FIG. 1 is an explanatory view showing the external shape of a test piece A used in a corrosion resistance test. FIG. 2 is an explanatory view showing the external shape of the test piece B used in the corrosion resistance test. FIG. 3 is an explanatory view showing the external shape of the test piece C used in the corrosion resistance test. FIG. 4 is a graph showing the relationship between the average grain size of ferrite grains and brittle crack stopping characteristics in the region from the steel surface to the t / 100 position.

Claims (6)

C: 0.01 to 0.2% (meaning mass%, the same shall apply hereinafter)
Si: 0.01 to 1%,
Mn: 0.01-2%
Al: other than 0.005 to 0.1% respectively,
Co: 0.010 to 1% and Mg: 0.0005 to 0.02%,
The balance is steel made of Fe and inevitable impurities,
When observing the metal structure of the steel material,
A marine steel material excellent in corrosion resistance and brittle crack stopping characteristics, characterized in that the average grain size of ferrite grains in the region from the steel surface to the t / 100 position is 25 μm or less.

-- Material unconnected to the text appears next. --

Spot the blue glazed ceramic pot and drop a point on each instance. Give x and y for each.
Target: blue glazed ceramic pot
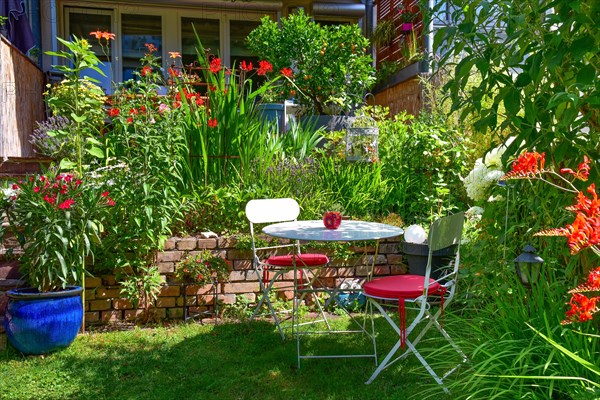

However, t means the thickness (mm) of steel materials.   2. The marine steel material according to claim 1, wherein a ratio value ([Co] / [Mg]) of the Co content [Co] and the Mg content [Mg] is 2 to 350. 3. As other elements,
Cu: 1.5% or less (excluding 0%),
Cr: 1% or less (excluding 0%),
Ni: 2% or less (excluding 0%),
The marine steel material according to claim 1 or 2, comprising at least one selected from the group consisting of Ti: 0.1% or less (not including 0%). As other elements,
The steel material for ships according to any one of claims 1 to 3, containing Ca: 0.02% or less (not including 0%). As other elements,
The marine steel according to any one of claims 1 to 4, containing Mo: 0.5% or less (not including 0%) and / or W: 0.3% or less (not including 0%). As other elements,
B: 0.01% or less (excluding 0%),
6. One or more selected from the group consisting of V: 0.1% or less (not including 0%) and Nb: 0.05% or less (not including 0%) The steel material for ships described.